GeoT: Tensor Centric Library for Graph Neural Network via Efficient Segment Reduction on GPU

TODO

general reduction type
autograd
CPU version
PR into torch_scatter

Motivation

We have identified that although the scatter and segment operations are cornerstone in the construction of geometric deep learning systems, current deep learning frameworks have not optimized it effectively. What's more, current framework solution does not support fusion for segment reduction. In torch.compile, the scatter and message will be fused into a fully-atomic SpMM, which largely affects the performance. (See benchmark detail here)

Our Proposed API

To address these challenges, we propose new operators and paradigms as shown in the following sections:

dst = index_scatter(dim, index, src, reduce, sorted=True) → Tensor

Contrary to the conventional scatter_reduce operation which allows for flexibility in the dimensionality of dst and src, our approach necessitates that both dst and src tensors share an identical number of dimensions. This constraint aligns our method more closely with the index_reduce operation.

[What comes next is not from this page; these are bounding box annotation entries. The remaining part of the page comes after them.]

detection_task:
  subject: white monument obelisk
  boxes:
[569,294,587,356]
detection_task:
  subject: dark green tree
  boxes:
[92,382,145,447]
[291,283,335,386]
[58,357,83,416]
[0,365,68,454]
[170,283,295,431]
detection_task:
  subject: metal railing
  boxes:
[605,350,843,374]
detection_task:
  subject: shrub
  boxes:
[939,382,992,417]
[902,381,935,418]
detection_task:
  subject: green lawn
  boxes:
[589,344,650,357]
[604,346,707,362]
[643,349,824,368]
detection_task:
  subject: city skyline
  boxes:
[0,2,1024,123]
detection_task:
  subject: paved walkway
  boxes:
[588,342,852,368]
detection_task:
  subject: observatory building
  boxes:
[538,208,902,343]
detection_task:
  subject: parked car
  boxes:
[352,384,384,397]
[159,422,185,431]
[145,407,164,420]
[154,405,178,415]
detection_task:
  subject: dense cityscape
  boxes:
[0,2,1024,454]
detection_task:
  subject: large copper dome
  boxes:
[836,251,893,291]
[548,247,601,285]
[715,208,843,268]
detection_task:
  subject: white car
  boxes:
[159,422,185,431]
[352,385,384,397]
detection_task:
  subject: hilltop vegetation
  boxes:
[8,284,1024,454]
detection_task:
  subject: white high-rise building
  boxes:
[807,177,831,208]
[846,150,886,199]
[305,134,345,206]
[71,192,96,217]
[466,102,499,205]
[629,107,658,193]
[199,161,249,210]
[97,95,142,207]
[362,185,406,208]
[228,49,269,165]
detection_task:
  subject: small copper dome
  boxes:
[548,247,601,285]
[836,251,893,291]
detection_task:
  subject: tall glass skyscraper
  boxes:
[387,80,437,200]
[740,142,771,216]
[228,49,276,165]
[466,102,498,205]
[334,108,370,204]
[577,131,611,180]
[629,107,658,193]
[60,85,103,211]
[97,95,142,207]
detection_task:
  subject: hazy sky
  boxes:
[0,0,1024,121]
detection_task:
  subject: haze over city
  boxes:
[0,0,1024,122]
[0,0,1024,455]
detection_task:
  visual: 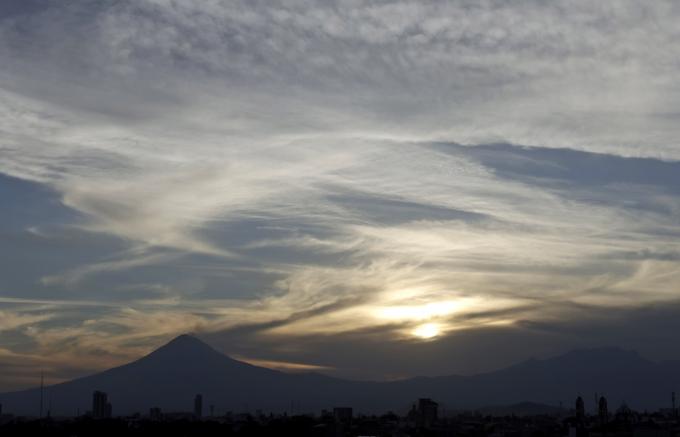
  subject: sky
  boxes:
[0,0,680,391]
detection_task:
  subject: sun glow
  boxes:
[377,298,478,320]
[413,323,440,339]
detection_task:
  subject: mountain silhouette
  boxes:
[0,335,680,415]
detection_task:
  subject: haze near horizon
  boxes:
[0,0,680,392]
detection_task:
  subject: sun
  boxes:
[413,323,440,339]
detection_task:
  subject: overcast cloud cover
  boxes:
[0,0,680,391]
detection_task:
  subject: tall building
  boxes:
[598,396,609,424]
[417,398,439,427]
[92,390,112,419]
[576,396,586,421]
[194,394,203,419]
[149,407,163,420]
[333,407,352,424]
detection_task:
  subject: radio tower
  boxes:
[671,391,678,417]
[39,370,45,419]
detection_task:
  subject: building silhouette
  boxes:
[92,390,112,419]
[194,394,203,419]
[576,396,586,422]
[149,407,163,421]
[597,396,609,425]
[414,398,439,428]
[333,407,352,424]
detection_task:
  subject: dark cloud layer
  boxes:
[0,0,680,390]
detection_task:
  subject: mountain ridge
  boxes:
[0,334,680,415]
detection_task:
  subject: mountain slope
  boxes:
[0,335,680,415]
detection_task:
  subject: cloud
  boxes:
[0,0,680,388]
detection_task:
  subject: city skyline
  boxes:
[0,0,680,394]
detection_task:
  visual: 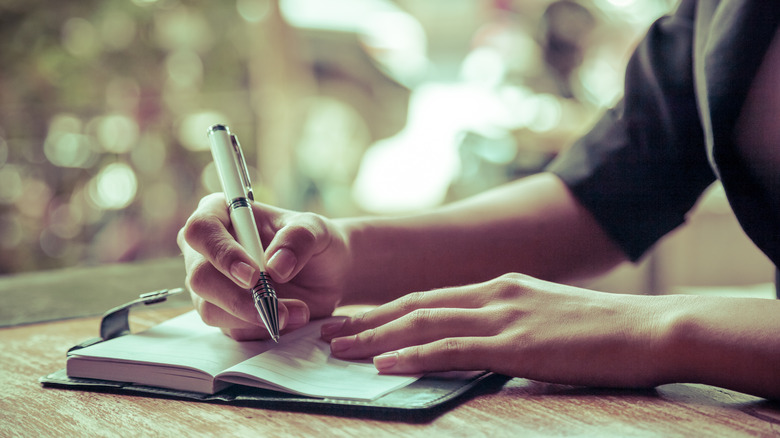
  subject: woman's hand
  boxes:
[322,274,669,387]
[178,194,349,340]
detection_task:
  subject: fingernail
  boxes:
[230,262,255,288]
[374,351,398,371]
[267,248,298,280]
[287,306,309,325]
[330,335,357,353]
[320,319,346,337]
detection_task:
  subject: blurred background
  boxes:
[0,0,771,298]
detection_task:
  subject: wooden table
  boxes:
[0,307,780,437]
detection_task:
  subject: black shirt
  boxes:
[548,0,780,266]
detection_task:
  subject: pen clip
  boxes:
[230,133,255,201]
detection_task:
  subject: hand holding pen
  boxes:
[208,125,279,342]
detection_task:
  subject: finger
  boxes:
[322,285,487,341]
[180,194,260,289]
[185,256,261,327]
[330,309,499,359]
[256,210,332,283]
[374,338,496,374]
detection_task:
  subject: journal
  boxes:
[66,311,420,401]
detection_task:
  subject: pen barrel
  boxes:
[230,199,265,270]
[208,125,246,203]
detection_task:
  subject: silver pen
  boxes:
[208,125,279,342]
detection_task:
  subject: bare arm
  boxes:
[337,173,625,302]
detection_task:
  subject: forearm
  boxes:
[659,296,780,399]
[341,174,624,302]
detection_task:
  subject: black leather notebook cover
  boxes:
[39,289,507,413]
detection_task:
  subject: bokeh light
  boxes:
[89,163,138,210]
[236,0,271,23]
[97,114,139,154]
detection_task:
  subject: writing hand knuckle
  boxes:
[398,292,422,313]
[185,263,213,293]
[409,309,433,331]
[441,338,464,357]
[198,301,219,326]
[357,329,376,344]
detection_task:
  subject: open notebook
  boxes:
[66,311,420,400]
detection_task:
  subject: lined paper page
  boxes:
[219,317,420,400]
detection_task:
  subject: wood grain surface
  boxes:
[0,308,780,437]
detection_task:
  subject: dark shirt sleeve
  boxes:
[547,1,715,261]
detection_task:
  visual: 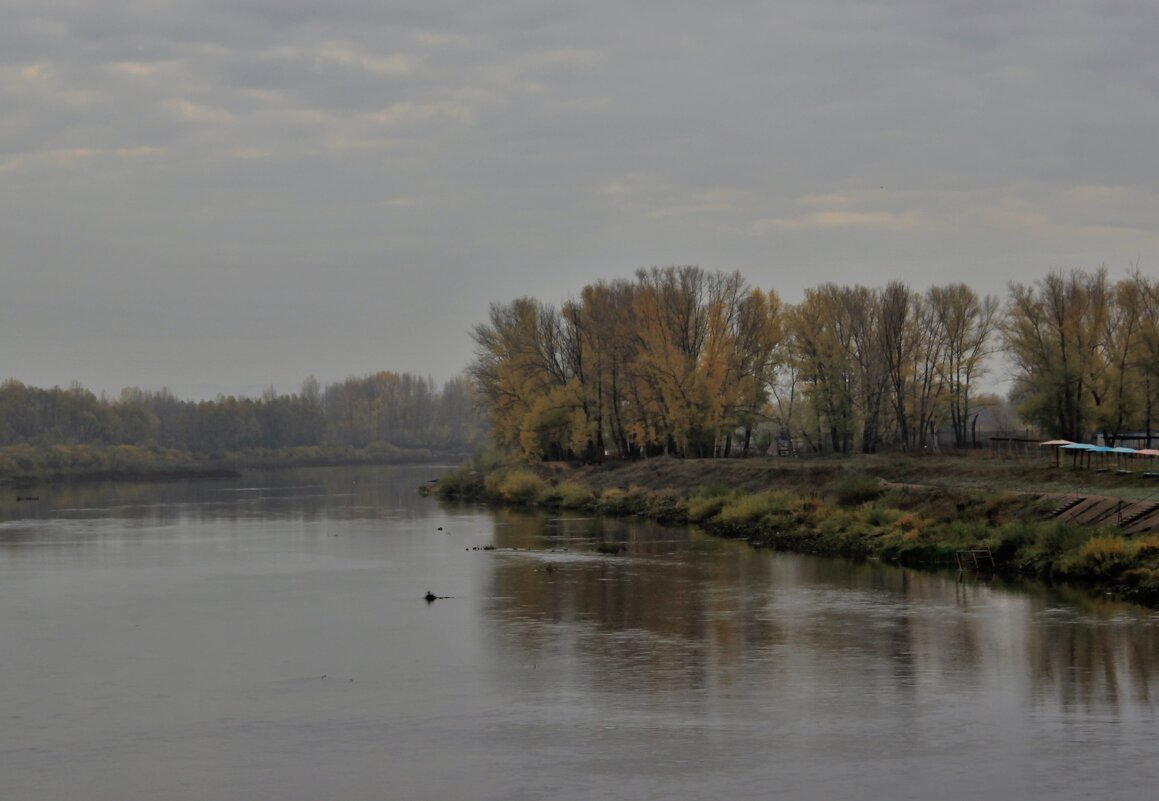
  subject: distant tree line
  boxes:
[0,372,484,472]
[467,267,1159,459]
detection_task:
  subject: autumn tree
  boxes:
[1001,269,1109,440]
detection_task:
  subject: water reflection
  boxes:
[479,512,1159,714]
[0,469,1159,801]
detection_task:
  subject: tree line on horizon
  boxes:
[0,371,486,473]
[467,267,1159,459]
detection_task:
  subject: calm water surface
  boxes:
[0,468,1159,801]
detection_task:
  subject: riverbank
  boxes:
[432,454,1159,606]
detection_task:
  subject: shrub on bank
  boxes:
[833,472,882,507]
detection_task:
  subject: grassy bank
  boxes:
[433,456,1159,605]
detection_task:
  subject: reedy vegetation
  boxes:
[468,267,1159,460]
[433,452,1159,605]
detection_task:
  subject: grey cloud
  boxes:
[0,0,1159,392]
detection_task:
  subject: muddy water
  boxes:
[0,468,1159,801]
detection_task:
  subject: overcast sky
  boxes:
[0,0,1159,399]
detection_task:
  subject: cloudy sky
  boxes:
[0,0,1159,398]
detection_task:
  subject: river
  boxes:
[0,467,1159,801]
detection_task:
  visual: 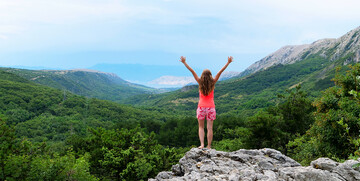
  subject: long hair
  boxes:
[199,69,215,96]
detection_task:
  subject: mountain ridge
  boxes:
[240,26,360,76]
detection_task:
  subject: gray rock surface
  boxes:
[240,27,360,76]
[149,148,360,181]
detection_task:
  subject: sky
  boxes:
[0,0,360,87]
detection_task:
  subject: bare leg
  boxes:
[206,120,214,149]
[198,119,205,148]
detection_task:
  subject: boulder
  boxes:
[149,148,360,181]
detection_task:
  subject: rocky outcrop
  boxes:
[149,148,360,181]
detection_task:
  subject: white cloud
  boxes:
[148,76,196,86]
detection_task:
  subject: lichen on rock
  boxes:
[149,148,360,181]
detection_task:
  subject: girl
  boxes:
[180,56,233,149]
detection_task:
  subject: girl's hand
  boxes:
[228,56,234,63]
[180,56,186,63]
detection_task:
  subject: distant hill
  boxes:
[125,25,360,115]
[0,68,165,102]
[241,27,360,76]
[0,70,175,142]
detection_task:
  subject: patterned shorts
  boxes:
[196,107,216,121]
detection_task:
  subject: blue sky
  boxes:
[0,0,360,87]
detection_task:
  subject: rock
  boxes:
[149,148,360,181]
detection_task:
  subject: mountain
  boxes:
[0,70,175,142]
[0,68,164,102]
[241,27,360,76]
[124,25,360,116]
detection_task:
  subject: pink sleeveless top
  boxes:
[198,90,215,107]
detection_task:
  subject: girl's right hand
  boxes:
[228,56,234,63]
[180,56,186,63]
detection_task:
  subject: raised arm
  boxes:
[214,56,233,83]
[180,56,200,83]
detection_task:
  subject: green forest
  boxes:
[0,58,360,181]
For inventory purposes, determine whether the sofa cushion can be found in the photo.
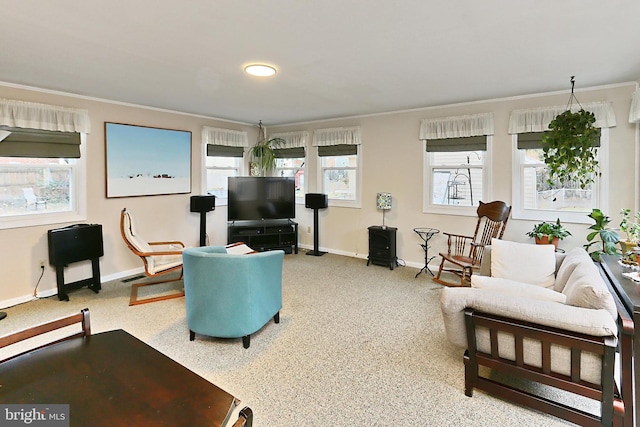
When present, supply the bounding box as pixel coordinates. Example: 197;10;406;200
491;239;556;288
471;275;567;304
440;290;618;348
562;262;618;319
553;247;593;292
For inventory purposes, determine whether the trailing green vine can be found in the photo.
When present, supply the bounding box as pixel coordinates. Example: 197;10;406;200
542;109;600;189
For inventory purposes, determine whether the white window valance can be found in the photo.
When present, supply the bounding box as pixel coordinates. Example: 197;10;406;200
420;113;493;140
629;89;640;123
509;101;616;134
313;126;362;147
202;126;249;147
269;131;309;148
0;99;91;133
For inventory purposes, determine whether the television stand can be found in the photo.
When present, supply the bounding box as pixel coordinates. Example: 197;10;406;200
227;219;298;254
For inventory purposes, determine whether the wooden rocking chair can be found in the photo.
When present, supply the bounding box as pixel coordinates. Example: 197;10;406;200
433;201;511;286
120;208;184;305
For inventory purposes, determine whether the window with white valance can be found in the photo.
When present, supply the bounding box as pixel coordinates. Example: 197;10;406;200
509;102;616;135
202;126;249;147
0;99;91;228
269;131;309;199
420;113;494;140
419;113;494;215
629;89;640;123
313;126;362;207
509;101;616;223
202;126;249;202
0;99;91;133
313;126;362;147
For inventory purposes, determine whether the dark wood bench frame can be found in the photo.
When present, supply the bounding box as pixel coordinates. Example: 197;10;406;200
464;281;633;427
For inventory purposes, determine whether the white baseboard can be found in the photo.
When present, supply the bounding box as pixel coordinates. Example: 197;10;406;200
0;267;144;308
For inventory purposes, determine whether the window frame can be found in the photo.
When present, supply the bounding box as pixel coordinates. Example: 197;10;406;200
0;132;87;230
511;127;610;224
316;144;362;208
200;143;247;206
422;135;493;217
274;155;309;205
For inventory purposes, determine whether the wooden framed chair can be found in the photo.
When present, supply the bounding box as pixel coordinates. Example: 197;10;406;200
120;208;185;305
0;308;91;363
433;201;511;286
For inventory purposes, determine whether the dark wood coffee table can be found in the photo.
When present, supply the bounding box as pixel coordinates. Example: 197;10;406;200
0;330;252;427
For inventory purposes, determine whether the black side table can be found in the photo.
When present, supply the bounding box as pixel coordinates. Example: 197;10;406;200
367;225;398;270
413;227;440;277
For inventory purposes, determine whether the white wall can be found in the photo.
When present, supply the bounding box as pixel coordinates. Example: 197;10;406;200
0;84;638;307
0;86;257;307
269;83;638;266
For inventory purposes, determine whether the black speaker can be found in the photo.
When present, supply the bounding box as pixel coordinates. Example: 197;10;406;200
191;195;216;212
304;193;329;209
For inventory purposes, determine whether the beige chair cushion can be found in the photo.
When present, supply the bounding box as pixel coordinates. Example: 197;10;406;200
491;239;556;288
562;261;618;319
553;247;593;292
471;275;567;304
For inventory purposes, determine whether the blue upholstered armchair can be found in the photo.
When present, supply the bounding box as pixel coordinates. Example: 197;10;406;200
182;246;284;348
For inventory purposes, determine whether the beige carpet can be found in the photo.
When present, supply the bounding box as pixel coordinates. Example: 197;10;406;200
0;251;580;427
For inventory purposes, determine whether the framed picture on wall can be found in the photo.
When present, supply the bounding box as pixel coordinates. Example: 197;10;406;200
104;122;191;198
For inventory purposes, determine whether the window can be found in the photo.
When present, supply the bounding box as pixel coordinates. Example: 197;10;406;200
270;131;309;203
513;128;609;223
202;126;249;206
313;127;361;207
205;155;242;202
428;150;486;207
420;114;493;215
276;155;305;200
0;129;86;228
509;101;616;224
320;145;358;202
0;99;91;229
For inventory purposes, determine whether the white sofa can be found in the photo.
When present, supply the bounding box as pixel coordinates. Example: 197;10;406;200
441;240;632;425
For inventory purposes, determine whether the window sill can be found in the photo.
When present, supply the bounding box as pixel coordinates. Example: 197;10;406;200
0;212;87;230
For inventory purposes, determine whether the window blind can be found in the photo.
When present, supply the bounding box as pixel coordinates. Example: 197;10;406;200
207;144;244;157
0;126;80;159
426;135;487;152
318;144;358;157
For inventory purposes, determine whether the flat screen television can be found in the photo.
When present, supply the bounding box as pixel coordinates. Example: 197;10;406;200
227;176;296;221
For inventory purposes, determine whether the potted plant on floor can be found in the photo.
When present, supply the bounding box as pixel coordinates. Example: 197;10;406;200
527;218;571;249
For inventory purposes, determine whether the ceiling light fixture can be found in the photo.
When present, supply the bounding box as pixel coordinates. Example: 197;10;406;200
244;64;276;77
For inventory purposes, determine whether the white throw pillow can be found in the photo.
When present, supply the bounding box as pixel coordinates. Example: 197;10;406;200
491;239;556;288
553;247;593;292
471;275;567;304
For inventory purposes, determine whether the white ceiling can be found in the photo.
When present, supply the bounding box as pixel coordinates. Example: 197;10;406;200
0;0;640;126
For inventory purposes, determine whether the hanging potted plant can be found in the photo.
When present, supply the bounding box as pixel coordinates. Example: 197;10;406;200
541;76;600;189
527;218;571;249
249;120;285;176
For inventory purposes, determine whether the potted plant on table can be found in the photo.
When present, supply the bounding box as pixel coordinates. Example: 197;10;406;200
527;218;571;249
620;209;640;262
249;120;285;176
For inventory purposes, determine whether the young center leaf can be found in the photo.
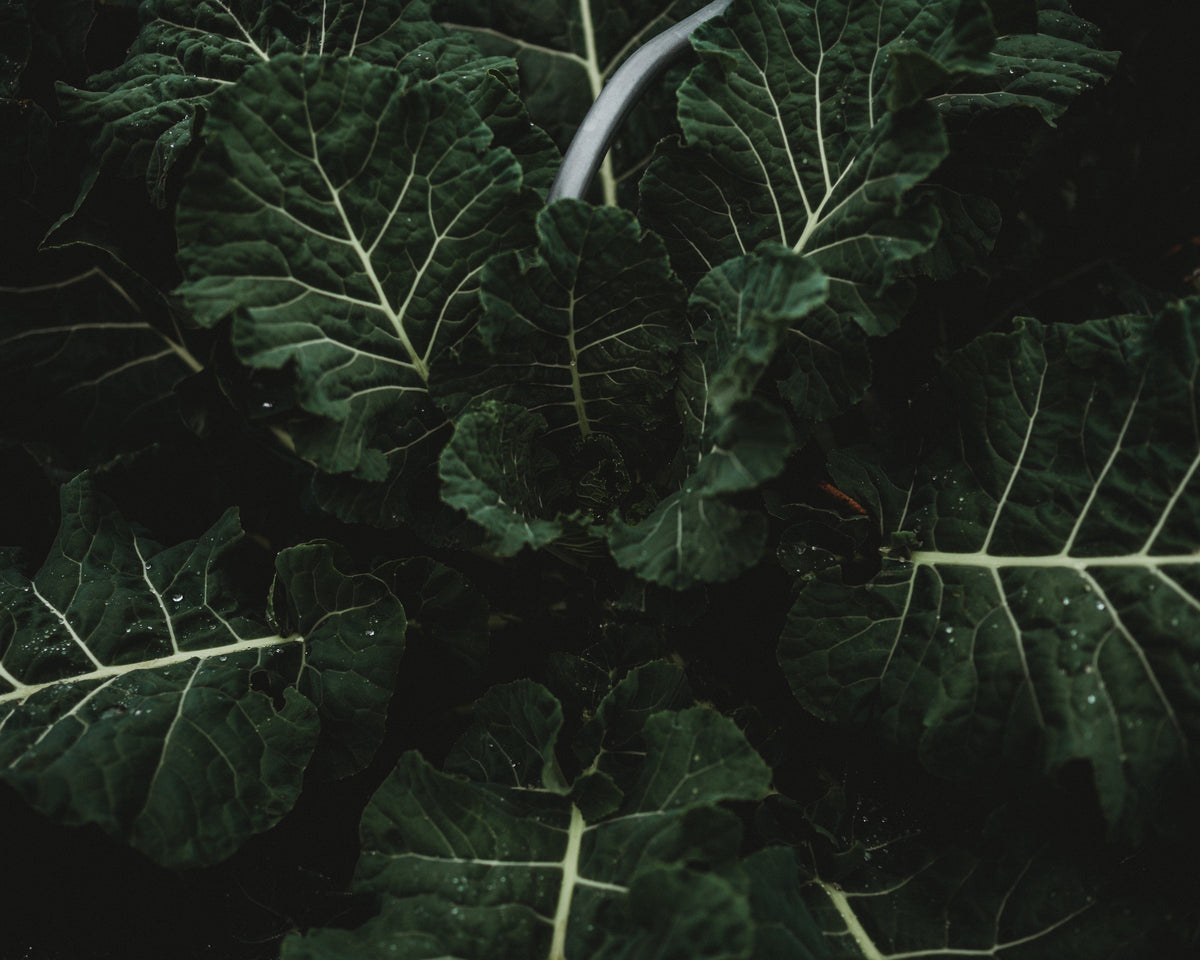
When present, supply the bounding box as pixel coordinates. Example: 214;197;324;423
641;0;1114;335
432;0;707;205
0;475;404;868
283;665;769;960
743;785;1190;960
179;54;533;481
50;0;553;205
0;268;202;466
779;300;1200;835
606;246;840;589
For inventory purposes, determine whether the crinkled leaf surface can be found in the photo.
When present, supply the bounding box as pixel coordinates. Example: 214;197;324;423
641;0;1111;335
438;401;565;557
283;667;769;960
642;0;991;334
0;268;200;466
779;300;1200;834
455;199;686;437
179;55;535;481
59;0;554;204
433;0;708;205
607;246;840;589
744;803;1187;960
0;476;404;866
929;0;1120;122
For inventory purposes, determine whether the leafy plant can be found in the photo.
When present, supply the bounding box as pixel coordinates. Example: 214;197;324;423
0;0;1200;960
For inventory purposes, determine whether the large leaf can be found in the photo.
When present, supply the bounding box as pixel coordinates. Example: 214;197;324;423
642;0;1111;334
59;0;554;204
642;0;991;334
0;476;404;866
283;667;769;960
438;401;565;557
454;199;686;437
0;268;200;466
433;0;707;205
607;247;835;589
780;300;1200;833
179;54;527;481
929;0;1120;124
744;797;1190;960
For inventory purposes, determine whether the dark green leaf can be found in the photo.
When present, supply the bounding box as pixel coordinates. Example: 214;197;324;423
780;300;1200;834
0;476;404;866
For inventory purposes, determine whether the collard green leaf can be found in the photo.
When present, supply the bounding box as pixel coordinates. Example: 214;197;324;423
433;0;707;205
374;557;490;674
743;803;1187;960
438;401;565;557
59;0;554;205
607;246;840;589
686;244;871;420
0;268;200;466
929;0;1120;124
780;300;1200;835
458;199;685;437
606;400;794;590
902;184;1001;280
0;476;404;866
642;0;990;334
283;682;769;960
179;54;535;482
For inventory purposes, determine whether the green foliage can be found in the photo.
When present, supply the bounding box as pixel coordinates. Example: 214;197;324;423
0;0;1200;960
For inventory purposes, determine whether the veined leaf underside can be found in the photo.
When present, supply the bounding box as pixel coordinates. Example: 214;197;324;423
902;355;1200;752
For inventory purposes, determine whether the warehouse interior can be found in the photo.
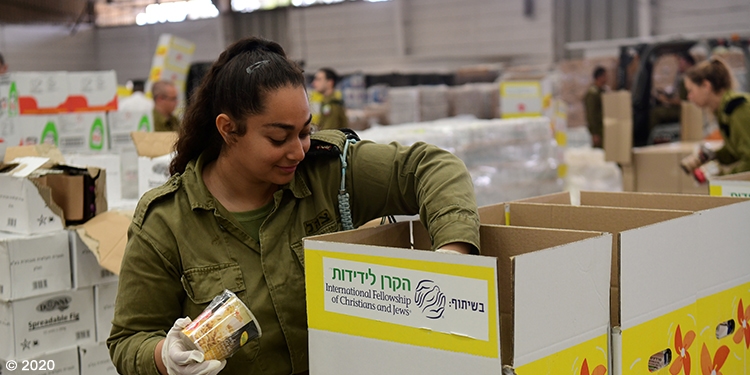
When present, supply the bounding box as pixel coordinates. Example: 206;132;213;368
0;0;750;375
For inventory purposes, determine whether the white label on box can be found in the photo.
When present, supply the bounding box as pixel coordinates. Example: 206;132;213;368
78;343;117;375
138;154;174;196
0;288;96;358
323;257;489;341
68;230;117;289
0;231;70;301
68;70;117;111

E.g. For a 3-D tensor with reduce="sum", the output is calculated as follows:

dst[index[i]][j][k] += src[i][j][k]  # if dim == 0
dst[i][index[j]][k] += src[i][j][k]  # if dim == 1
dst[i][j][index[k]] += src[i][j][k]  # if dim == 2

Additionally, we have integrated a sorted flag to optimize the index_scatter_reduce kernel's performance. A sorted index enhances processing locality and minimizes atomic operations, thereby substantially improving the parallel processing efficiency for both CPUs and GPUs. This is formulated as implicit segment reduction (or segment coo).

Fusion ability

In Graph Neural Networks (GNNs), fusing the message and aggregation steps is a prevalent strategy. PyTorch Geometric (PyG) utilizes the torch_sparse library, which offers optimized Sparse Matrix-Matrix Multiplication (SpMM) to facilitate this process. Beyond traditional sparse format utilization, we have developed a method for efficient SpMM built upon segment reduction. Within GeoT, SpMM can be effortlessly executed using the gather_scatter function, where it's ensured that the adjacency matrix is sorted by column.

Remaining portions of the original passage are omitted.